Mantida condenação de réu por estupro de menor de 14 anos

O Supremo Tribunal Federal negou, por maioria, a extinção da punibilidade a J.A.F.M., condenado a sete anos de reclusão pelo Tribunal de Justiça de Mato Grosso (TJ/MT), sob a acusação de estupro contra menor.
Na sessão de hoje, o ministro Gilmar Mendes apresentou seu voto-vista, acompanhando a divergência aberta pelo ministro Joaquim Barbosa. Anteriormente, o ministro Marco Aurélio, relator da matéria, havia votado pelo provimento do Recurso Extraordinário (RE 418376), declarando a extinção da punibilidade do réu.
De acordo com os autos, o réu estuprou uma sobrinha aos nove anos de idade e com ela manteve relações sexuais até os doze anos, quando a engravidou. A partir daí, os dois passaram a viver maritalmente e a defesa de J.A.F.M. alega que ficou configurada a chamada união estável.
A defesa argumentou que o TJ/MT contrariou o parágrafo 3º do artigo 226 da Constituição Federal, uma vez que a decisão recorrida deixou de reconhecer a união estável entre homem e mulher, como entidade familiar para os efeitos da aplicação da cláusula de extinção de punibilidade prevista no artigo 107, VII, do Código Penal.
Ao votar, o ministro Gilmar Mendes disse não haver razão para se extinguir a punibilidade do condenado, tendo em vista a gravidade da conduta de prática de estupro, com violência presumida contra sua sobrinha, menor de 14 anos, inclusive engravidando-a, bem como ausência de amparo legal.

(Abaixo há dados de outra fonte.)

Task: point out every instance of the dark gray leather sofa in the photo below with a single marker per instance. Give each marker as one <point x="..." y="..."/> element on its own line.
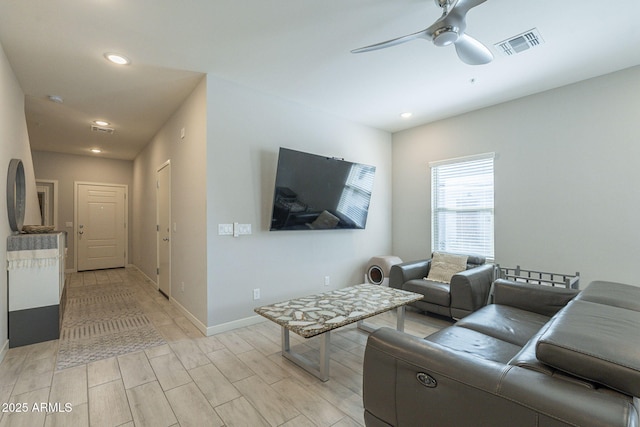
<point x="467" y="291"/>
<point x="539" y="356"/>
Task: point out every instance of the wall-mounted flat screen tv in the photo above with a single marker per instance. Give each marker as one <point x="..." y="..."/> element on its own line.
<point x="315" y="192"/>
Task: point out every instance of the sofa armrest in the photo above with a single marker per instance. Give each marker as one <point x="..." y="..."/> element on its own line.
<point x="401" y="273"/>
<point x="462" y="389"/>
<point x="393" y="394"/>
<point x="541" y="299"/>
<point x="470" y="290"/>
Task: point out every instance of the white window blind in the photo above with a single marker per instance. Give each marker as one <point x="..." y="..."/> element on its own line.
<point x="462" y="205"/>
<point x="354" y="201"/>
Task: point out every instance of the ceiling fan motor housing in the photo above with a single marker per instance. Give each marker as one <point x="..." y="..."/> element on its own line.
<point x="445" y="36"/>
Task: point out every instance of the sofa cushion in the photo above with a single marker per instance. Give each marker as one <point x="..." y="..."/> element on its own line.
<point x="444" y="266"/>
<point x="434" y="292"/>
<point x="506" y="323"/>
<point x="475" y="343"/>
<point x="611" y="293"/>
<point x="597" y="342"/>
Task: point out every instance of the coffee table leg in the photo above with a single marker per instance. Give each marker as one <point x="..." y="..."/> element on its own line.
<point x="321" y="371"/>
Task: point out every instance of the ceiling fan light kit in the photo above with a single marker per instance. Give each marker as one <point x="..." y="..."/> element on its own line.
<point x="447" y="30"/>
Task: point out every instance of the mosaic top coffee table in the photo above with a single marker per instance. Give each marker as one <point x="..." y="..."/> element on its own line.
<point x="319" y="314"/>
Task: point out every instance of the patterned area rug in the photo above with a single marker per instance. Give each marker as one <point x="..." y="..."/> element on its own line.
<point x="102" y="321"/>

Gilmar Mendes colocou como questão jurídica central a equiparação do instituto da união estável ao casamento para os efeitos da extinção da punibilidade. Questionou se a união estável pode ser considerada para os fins do artigo 3º do artigo 226 da Constituição Federal: “Qual o bem da vida que juridicamente é protegido pela norma constitucional?”.
O artigo 226 ressalta que a família é a base da sociedade e tem a especial proteção do Estado. O parágrafo 3º destaca que, para efeito de proteção do Estado, é reconhecida a união estável entre o homem e a mulher como entidade familiar, devendo a lei facilitar sua conversão em casamento.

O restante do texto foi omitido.